References and notes

  1. 1.0 1.1 1.2 1.3 1.4 Weakley, A.S. 2020. Flora of the Southeastern United States. Edition of 20 October 2020. University of North Carolina at Chapel Hill, Chapel Hill, North Carolina.
  2. 2.0 2.1 Radford, Albert E., Harry E. Ahles, and C. Ritchie Bell. Manual of the Vascular Flora of the Carolinas. 1964, 1968. The University of North Carolina Press. 709-715. Print.
  3. Sorrie, B. A. and A. S. Weakley 2001. Coastal Plain valcular plant endemics: Phytogeographic patterns. Castanea 66: 50-82.

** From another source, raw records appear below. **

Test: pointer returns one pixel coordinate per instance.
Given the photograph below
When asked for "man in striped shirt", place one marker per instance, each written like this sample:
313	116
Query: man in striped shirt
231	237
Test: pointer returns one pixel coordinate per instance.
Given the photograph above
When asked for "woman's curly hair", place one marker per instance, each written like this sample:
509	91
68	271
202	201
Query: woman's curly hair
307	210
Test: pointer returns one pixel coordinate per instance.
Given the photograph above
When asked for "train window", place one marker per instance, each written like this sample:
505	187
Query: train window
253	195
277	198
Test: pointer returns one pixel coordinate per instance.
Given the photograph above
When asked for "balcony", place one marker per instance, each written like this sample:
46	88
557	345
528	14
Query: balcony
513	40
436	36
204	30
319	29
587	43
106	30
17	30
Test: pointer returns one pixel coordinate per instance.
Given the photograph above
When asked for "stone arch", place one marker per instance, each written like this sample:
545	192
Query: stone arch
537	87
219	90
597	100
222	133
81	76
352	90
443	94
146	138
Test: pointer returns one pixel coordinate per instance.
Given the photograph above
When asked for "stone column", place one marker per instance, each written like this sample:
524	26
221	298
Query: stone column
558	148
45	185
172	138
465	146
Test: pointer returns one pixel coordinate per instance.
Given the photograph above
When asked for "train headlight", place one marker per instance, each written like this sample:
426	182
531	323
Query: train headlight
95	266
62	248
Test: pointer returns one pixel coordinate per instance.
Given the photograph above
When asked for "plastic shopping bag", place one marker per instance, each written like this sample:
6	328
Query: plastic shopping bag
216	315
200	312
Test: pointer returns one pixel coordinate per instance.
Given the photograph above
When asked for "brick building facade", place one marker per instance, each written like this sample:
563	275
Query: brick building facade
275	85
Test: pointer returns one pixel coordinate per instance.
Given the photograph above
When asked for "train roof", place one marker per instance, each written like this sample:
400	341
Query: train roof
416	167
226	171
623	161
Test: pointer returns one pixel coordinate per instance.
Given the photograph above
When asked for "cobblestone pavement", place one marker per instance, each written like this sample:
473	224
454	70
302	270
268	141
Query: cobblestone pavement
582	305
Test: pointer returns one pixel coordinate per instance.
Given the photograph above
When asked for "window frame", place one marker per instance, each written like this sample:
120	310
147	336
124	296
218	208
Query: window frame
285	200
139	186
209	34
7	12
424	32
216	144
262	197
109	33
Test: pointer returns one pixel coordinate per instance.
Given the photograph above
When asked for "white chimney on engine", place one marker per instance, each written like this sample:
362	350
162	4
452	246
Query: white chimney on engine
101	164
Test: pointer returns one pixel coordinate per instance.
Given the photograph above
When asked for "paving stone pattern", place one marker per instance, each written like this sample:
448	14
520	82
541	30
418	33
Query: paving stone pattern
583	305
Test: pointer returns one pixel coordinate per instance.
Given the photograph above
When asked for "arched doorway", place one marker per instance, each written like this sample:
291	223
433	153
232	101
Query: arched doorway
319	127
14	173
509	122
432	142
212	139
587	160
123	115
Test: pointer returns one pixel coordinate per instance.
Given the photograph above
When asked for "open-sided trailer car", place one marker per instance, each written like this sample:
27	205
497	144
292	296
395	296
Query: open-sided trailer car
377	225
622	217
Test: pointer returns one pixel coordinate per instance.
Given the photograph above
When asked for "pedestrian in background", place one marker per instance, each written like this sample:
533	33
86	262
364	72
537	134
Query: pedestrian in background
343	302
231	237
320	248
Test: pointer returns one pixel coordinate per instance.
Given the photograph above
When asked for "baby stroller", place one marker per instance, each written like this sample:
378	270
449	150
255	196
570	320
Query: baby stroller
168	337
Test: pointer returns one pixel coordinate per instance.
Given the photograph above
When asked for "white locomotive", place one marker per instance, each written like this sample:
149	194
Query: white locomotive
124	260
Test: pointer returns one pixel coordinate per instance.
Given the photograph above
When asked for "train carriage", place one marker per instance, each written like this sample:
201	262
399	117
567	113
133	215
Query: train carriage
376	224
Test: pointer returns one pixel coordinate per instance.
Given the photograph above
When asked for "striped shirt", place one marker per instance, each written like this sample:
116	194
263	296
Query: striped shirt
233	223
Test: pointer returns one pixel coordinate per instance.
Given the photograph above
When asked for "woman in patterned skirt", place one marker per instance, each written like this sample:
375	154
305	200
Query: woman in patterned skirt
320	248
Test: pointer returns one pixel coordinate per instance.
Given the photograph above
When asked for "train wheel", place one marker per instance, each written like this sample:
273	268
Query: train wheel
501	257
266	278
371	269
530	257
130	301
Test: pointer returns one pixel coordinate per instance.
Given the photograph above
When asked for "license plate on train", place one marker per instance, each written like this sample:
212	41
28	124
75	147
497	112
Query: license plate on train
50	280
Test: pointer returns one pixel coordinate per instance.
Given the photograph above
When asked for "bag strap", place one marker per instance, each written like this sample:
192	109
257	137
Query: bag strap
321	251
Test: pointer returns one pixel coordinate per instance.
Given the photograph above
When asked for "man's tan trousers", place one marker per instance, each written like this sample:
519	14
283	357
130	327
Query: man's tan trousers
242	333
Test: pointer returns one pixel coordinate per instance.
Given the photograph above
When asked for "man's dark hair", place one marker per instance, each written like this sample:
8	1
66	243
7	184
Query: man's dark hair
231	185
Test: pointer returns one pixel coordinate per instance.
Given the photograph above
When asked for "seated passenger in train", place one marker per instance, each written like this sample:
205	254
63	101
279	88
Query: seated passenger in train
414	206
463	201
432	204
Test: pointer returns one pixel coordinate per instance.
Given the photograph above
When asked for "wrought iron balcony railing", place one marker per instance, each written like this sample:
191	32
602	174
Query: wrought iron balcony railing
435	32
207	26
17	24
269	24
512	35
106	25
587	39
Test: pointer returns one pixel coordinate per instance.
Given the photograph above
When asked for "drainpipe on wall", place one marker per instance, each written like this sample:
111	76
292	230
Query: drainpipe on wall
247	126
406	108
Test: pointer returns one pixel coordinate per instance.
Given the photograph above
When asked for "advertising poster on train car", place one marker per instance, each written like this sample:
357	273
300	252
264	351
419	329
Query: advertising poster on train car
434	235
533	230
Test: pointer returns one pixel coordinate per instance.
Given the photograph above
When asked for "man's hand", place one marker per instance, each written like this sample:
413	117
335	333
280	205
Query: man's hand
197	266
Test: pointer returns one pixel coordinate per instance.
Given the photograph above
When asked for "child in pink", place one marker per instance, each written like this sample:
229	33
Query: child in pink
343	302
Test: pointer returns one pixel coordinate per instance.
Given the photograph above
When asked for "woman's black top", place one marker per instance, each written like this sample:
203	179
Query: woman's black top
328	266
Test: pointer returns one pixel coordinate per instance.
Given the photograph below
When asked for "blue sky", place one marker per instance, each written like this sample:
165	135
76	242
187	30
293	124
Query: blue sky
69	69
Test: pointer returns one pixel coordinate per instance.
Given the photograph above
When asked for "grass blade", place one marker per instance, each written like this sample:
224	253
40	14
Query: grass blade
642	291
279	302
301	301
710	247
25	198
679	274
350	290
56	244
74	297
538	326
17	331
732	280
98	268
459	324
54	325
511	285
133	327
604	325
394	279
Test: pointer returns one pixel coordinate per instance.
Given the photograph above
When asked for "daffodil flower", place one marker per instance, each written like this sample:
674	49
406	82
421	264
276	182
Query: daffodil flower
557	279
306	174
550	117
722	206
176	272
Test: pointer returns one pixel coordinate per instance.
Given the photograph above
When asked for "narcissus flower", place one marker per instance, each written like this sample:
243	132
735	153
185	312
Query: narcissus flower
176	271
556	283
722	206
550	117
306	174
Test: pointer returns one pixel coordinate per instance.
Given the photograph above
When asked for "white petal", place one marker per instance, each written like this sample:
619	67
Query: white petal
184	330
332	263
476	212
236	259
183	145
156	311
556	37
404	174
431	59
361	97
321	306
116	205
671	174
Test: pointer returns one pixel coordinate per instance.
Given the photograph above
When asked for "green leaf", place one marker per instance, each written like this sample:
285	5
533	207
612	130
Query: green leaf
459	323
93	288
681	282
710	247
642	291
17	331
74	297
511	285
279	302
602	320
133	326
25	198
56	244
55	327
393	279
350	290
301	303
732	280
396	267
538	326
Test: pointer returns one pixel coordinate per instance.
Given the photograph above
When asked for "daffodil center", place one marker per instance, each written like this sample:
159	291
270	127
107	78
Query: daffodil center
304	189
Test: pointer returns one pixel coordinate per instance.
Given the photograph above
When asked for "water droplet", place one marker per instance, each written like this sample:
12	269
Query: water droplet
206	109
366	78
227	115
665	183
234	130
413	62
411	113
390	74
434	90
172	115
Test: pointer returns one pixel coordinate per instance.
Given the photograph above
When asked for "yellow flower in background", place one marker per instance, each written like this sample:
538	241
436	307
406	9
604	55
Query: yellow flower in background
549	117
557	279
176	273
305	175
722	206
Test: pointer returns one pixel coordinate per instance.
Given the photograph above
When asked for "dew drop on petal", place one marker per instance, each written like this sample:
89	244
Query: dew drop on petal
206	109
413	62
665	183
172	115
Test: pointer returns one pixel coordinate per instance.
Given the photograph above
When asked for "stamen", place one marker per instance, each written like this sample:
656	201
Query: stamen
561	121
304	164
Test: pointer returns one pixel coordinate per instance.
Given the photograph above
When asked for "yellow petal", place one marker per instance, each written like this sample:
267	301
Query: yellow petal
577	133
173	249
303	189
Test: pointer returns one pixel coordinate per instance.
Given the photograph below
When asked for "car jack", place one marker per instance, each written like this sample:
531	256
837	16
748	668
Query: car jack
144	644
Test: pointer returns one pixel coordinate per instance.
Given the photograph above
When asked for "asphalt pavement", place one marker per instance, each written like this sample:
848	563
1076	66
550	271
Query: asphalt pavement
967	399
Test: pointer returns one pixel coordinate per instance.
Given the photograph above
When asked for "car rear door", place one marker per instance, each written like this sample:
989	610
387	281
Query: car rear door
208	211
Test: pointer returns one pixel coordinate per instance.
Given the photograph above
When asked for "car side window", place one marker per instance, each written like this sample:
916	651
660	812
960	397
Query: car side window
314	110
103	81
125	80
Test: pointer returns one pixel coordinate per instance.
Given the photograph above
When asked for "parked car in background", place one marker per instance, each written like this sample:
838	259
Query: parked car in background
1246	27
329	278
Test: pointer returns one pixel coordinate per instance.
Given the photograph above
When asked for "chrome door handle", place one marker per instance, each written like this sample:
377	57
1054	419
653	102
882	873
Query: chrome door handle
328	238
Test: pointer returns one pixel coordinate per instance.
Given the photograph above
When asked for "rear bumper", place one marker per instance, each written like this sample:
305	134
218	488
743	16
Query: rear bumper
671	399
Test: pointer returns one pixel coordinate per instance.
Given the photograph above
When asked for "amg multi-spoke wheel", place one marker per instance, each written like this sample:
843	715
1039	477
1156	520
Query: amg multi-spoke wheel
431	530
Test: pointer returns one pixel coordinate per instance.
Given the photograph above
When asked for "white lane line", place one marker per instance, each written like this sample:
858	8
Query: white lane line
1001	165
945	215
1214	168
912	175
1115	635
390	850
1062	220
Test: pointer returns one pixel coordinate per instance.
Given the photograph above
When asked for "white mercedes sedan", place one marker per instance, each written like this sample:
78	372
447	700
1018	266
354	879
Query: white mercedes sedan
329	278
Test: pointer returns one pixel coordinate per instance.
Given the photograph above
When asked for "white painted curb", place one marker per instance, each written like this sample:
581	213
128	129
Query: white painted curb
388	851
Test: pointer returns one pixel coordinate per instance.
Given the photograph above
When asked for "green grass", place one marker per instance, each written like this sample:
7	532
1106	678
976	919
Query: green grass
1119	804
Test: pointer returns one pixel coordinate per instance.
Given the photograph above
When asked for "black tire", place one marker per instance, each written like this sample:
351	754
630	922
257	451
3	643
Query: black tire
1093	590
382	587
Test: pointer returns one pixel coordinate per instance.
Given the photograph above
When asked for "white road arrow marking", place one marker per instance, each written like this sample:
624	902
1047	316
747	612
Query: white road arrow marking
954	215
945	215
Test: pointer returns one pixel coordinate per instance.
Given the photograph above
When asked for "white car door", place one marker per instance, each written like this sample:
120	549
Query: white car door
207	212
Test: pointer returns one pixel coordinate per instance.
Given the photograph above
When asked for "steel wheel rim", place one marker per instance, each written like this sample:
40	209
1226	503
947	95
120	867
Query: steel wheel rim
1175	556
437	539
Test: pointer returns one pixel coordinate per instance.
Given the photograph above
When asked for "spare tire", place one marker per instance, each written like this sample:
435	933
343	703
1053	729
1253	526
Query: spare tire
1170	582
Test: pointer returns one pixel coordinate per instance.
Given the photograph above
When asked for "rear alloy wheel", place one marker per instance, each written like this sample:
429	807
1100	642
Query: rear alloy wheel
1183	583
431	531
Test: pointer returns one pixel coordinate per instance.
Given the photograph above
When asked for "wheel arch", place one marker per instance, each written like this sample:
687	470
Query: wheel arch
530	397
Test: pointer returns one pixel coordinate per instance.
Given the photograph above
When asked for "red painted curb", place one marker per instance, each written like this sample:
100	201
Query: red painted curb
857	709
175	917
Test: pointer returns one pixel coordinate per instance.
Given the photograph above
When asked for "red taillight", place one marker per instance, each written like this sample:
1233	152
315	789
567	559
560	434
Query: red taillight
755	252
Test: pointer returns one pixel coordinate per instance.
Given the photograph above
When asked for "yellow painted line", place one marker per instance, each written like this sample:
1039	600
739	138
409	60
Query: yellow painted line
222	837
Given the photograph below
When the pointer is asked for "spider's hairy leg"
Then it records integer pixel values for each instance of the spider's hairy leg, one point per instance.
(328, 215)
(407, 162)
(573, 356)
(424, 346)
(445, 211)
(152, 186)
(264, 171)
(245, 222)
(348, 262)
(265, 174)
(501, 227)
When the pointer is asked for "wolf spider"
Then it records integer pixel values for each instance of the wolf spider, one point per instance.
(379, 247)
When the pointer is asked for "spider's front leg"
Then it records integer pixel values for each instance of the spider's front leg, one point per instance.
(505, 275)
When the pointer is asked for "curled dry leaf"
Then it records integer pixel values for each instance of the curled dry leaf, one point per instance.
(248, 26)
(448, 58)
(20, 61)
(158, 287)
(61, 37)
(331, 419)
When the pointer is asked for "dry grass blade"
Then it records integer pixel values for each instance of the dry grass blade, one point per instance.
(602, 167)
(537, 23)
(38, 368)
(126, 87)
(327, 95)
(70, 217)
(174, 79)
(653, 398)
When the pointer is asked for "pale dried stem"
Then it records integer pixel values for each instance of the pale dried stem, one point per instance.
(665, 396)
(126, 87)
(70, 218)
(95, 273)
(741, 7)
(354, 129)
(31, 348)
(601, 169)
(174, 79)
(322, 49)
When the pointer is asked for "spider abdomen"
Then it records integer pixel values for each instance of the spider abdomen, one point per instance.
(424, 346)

  4. 4.0 4.1 4.2 4.3 Florida State University Robert K. Godfrey Herbarium database. URL: http://herbarium.bio.fsu.edu. Last accessed: June 2014. Collectors: Loran C. Anderson, Wilson Baker, R. A. Norris, and M. Davis. States and Counties: Florida: Gadsden, Liberty, and Wakulla. Georgia: Grady and Thomas.
  5. USDA, NRCS. (2016). The PLANTS Database (http://plants.usda.gov, 28 May 2019). National Plant Data Team, Greensboro, NC 27401-4901 USA.
  6. Carr, S. C., et al. (2010). "A Vegetation Classification of Fire-Dependent Pinelands of Florida." Castanea 75(2): 153-189.
  7. Nelson, G. PanFlora: Plant data for the eastern United States with emphasis on the Southeastern Coastal Plains, Florida, and the Florida Panhandle. www.gilnelson.com/PanFlora/ Accessed: 12 DEC 2016
  8. Platt, W. J., S. M. Carr, et al. (2006). "Pine savanna overstorey influences on ground-cover biodiversity." Applied Vegetation Science 9: 37-50.